3. Questions to the First Minister – in the Senedd on 12 November 2019.
3. Will the First Minister make a statement on the number of quangos in Wales? OAQ54654
Llywydd, the Welsh Government has 52 arm’s-length bodies of various kinds, 15 of which are wholly owned companies. Arm’s-length bodies undertake various functions on behalf of Welsh Ministers, but operate independently of them.
I thank the Minister for his answer. I'm not dismissive of the good work carried out by the third sector, but it is obvious, even to a casual observer, that there is a great deal of duplication in the organisations involved in alleviating some of the most pressing problems faced by the Welsh public. For instance, I believe there are some 50-plus organisations looking after homelessness. Whilst I understand many are purely voluntary and receive no funding from the Welsh Government, what measures are in place to ensure there is no duplication where they are in receipt of Government funding? And there are over 30,000 third sector organisations in Wales—one for every 96 people. Surely, this begs the question, 'Is public money being spent wisely in this sector?'
Llywydd, I had understood the question to be about the number of quangos in Wales, and the 30,000 third sector organisations are not quangos in any sense of that word. There are so many organisations in Wales because Wales has such a rich culture of community action and so many people in Wales determined to make their contribution in that way. They often range from tiny charities, set up to resolve very local issues, often to reflect individual experiences that people have had in their own lives. I think there's plenty of room in our life in Wales for those people and those organisations, and I think it's more a matter to be celebrated, that we have so many people and so many bodies who, in Wales, want to make that contribution, and I'd rather have that problem than I would of having too few people and too few organisations willing to step up to help us with the things we face today.

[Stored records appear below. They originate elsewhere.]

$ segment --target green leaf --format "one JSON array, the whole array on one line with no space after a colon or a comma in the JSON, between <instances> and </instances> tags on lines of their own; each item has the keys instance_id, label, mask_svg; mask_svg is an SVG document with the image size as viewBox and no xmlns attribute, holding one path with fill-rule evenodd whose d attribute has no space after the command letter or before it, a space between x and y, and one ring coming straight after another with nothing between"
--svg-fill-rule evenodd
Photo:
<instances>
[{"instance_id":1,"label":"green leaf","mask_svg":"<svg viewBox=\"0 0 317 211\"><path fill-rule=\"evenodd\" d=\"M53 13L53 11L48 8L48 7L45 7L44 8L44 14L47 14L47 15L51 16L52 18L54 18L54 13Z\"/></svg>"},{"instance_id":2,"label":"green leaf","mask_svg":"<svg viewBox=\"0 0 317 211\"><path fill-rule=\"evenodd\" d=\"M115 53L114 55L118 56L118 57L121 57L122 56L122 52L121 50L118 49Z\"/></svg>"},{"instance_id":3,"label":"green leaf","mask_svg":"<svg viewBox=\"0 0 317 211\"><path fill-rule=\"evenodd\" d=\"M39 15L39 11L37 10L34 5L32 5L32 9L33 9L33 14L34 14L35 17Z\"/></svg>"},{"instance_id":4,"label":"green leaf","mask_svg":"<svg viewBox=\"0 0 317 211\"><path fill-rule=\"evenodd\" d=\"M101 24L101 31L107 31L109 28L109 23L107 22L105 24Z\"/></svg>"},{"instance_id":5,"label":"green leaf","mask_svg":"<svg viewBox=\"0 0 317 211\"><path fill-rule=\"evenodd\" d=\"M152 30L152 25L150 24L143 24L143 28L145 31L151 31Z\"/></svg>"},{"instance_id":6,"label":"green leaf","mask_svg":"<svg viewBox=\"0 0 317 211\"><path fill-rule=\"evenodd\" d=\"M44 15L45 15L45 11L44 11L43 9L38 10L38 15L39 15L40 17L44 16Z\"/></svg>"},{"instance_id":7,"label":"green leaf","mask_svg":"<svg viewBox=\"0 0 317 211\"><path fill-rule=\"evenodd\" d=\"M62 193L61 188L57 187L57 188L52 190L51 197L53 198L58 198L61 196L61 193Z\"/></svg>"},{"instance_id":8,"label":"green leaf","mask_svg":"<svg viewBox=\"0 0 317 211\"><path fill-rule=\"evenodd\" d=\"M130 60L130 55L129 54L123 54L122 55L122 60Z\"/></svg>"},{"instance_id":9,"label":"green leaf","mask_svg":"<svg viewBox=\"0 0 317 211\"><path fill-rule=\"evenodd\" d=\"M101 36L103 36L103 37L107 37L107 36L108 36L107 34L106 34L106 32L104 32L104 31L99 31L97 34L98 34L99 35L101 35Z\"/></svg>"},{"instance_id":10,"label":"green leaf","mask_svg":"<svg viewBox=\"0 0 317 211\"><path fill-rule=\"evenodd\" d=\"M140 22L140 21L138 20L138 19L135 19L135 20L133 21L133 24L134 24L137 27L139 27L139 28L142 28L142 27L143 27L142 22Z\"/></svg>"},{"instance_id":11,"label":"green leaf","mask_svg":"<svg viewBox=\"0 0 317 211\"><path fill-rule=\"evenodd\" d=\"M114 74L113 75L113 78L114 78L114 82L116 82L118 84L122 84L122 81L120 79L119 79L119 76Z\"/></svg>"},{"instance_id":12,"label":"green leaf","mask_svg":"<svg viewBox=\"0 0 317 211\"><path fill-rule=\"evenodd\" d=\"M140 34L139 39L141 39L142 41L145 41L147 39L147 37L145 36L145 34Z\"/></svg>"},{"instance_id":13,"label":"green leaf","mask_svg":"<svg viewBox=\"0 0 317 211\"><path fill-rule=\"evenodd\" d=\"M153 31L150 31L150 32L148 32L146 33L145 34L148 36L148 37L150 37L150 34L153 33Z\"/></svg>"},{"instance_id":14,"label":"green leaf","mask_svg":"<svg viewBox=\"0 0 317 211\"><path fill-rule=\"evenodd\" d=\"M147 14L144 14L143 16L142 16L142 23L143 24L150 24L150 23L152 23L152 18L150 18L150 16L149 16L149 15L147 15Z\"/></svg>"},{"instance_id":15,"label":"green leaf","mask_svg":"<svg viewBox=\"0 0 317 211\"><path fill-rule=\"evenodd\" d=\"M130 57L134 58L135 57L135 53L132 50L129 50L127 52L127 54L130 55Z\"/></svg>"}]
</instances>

First Minister, the Government, quite properly, has a range of sponsored public bodies that carry out vary specific tasks, and they're hugely important ones like the delivery of massive public services. What especially the latter needs, I think, is excellent governance at the board level, so that, in particular, the non-executive directors can ensure that the executive of those bodies are: one, fulfilling the mandates laid out in terms of policy from the Welsh Government, but also doing it effectively, and efficiently so we best value for money.
Llywydd, I entirely agree with the point David Melding has made. Jobs that people appointed to our major public bodies do are often very significant, and the ability of non-executive directors to play their part in the way that we would want them to do, so that they are critical friends of that organisation, never afraid to ask difficult or challenging questions, is exactly the role that we would wish to see them discharge.
We've recently set up a new public bodies unit inside the Welsh Government to be able to give additional training and additional support to those people in those very important jobs, and I'm very pleased that we are to have a larger number of pre-appointment hearings by committees in this institution, so that when people are appointed to head those bodies, Assembly Members will have an opportunity to question them and to be satisfied that they are capable of discharging those responsibilities to lead a team of non-executive directors, and to do it with the rigour that we would expect of them.